Freight sheds have long acted as the “back yard” of railroad stations. These buildings stood alongside the tracks, usually adjacent to a passenger station, and were built as less ornamental but more utilitarian versions of their depots. Each one served its local community as much as any vibrant business would; their loading docks provided an outlet for farmers to ship crops, milk, wood, or ice while also giving storage space for items like carriages or stoves traveling long distances over multiple railroad lines.
Once railroad traffic declined, freight sheds met the same demise as depots. Today in Maine, these sheds have become increasingly rare reminders of the industrial side of railroading. They are excellent candidates for adaptive use, due to their typically central locations, solid original construction and open floor plans.
Freight sheds, with their simple architecture and state of neglect, often do not inspire the same preservation interest as depots. Because of their long-term use as places of storage, freight sheds can have deferred maintenance, making their preservation a timely concern. Their spaces bear witness to a rich and dynamic history of labor, technology, and municipal growth. As intown areas across Maine embrace reinvestment and redevelopment, reuse of these resources bears careful consideration.
EXAMPLES OF GOOD WORK: BATH & BRUNSWICK
In two Midcoast Maine communities, groups of concerned citizens are taking a closer look at their freight sheds and developing strategies of reuse.
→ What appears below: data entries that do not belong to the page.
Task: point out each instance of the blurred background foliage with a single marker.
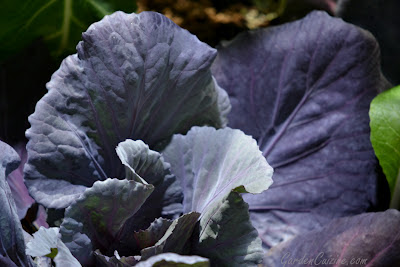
(36, 35)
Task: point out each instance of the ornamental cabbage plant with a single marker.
(156, 149)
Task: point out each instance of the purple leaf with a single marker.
(175, 238)
(210, 163)
(134, 76)
(23, 201)
(173, 259)
(96, 218)
(303, 91)
(369, 239)
(12, 244)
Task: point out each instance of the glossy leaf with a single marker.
(58, 23)
(376, 16)
(385, 137)
(303, 91)
(369, 239)
(134, 76)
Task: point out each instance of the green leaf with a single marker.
(385, 137)
(59, 23)
(175, 238)
(46, 242)
(226, 235)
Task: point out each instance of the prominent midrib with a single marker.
(395, 202)
(65, 28)
(267, 150)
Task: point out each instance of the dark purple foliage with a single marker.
(369, 239)
(12, 245)
(303, 90)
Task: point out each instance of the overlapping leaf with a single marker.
(213, 166)
(96, 218)
(226, 235)
(58, 23)
(173, 259)
(175, 238)
(211, 163)
(369, 239)
(47, 242)
(12, 245)
(385, 137)
(134, 76)
(303, 91)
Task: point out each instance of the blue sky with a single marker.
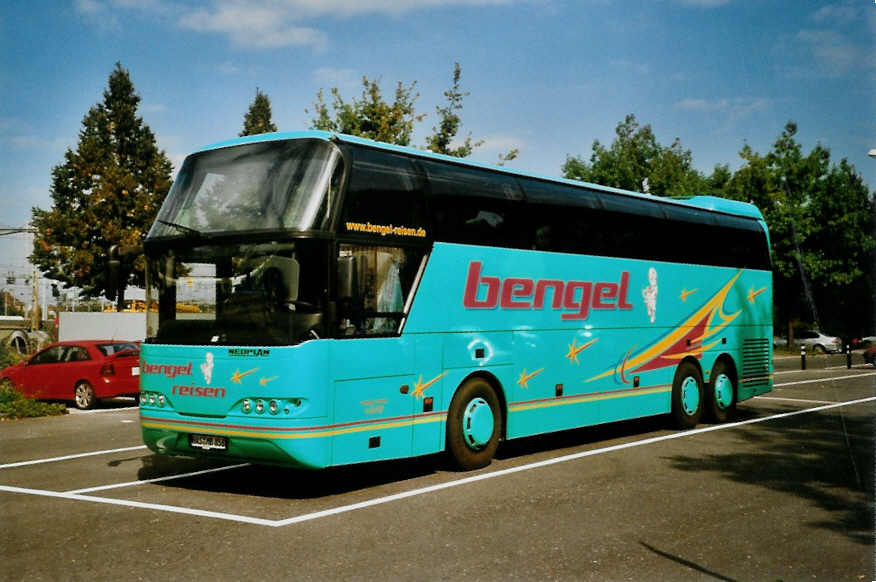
(546, 76)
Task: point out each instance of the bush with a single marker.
(14, 405)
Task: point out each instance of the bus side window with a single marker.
(473, 206)
(374, 284)
(385, 191)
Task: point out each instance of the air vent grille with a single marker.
(756, 362)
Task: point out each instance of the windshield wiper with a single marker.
(186, 229)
In the City of Ships, the Bath Freight Shed Alliance has acquired a lease on its Commercial Street property and has begun improvements to house the City’s farmer’s market there (including EBT card reader capability). So far, repairs to the building include work on its sills, roof, and electrical upgrades, as well as site clean-up. When complete, the freight shed will also be headquarters for Maine’s First Ship, an organization currently building the Virginia – a reconstruction of the first maritime vessel known to have been crafted in North America.
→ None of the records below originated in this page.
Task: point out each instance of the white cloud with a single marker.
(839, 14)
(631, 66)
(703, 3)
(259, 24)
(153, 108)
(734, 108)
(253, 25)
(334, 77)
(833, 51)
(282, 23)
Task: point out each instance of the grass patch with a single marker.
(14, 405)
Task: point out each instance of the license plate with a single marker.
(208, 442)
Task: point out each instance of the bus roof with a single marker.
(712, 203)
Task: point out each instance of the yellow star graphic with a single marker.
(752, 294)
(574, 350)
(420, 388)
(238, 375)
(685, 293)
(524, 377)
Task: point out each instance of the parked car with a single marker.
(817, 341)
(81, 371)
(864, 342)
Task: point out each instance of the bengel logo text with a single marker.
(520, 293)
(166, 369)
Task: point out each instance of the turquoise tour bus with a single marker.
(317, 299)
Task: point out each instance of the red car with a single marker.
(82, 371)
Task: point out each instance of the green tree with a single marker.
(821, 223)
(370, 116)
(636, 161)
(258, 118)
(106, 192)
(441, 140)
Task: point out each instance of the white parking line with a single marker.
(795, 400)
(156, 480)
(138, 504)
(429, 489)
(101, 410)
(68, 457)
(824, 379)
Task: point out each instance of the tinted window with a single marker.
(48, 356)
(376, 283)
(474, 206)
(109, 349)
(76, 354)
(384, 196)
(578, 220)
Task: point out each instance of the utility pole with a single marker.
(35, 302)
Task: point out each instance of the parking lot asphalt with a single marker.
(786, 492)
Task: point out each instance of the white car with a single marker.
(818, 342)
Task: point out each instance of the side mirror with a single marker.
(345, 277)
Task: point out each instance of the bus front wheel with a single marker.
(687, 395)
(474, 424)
Brunswick’s freight shed, despite pressure from new development across from its Union Street location, may also become home to the town’s farmer’s market. Though no formal organization holds the reins of the project, the practical conversion has many supporters, including the owner of the property. Brunswick’s already vibrant farmer’s market would benefit from an enclosed space downtown with access to electricity to increase the usability and accessibility of local agriculture.
Support for freight shed conversions often stems from a variety of sources. In Bath, other partners for the permanent farmer’s market comes from Sagadahoc Preservation, Inc., Maine Street Bath, and Maine’s First Ship. Recently, an online fundraiser supplied $18,000 for the Alliance, and when combined with creative solutions to tackling chores (using local high school trade students to do the electrical work), its resources can go a long way.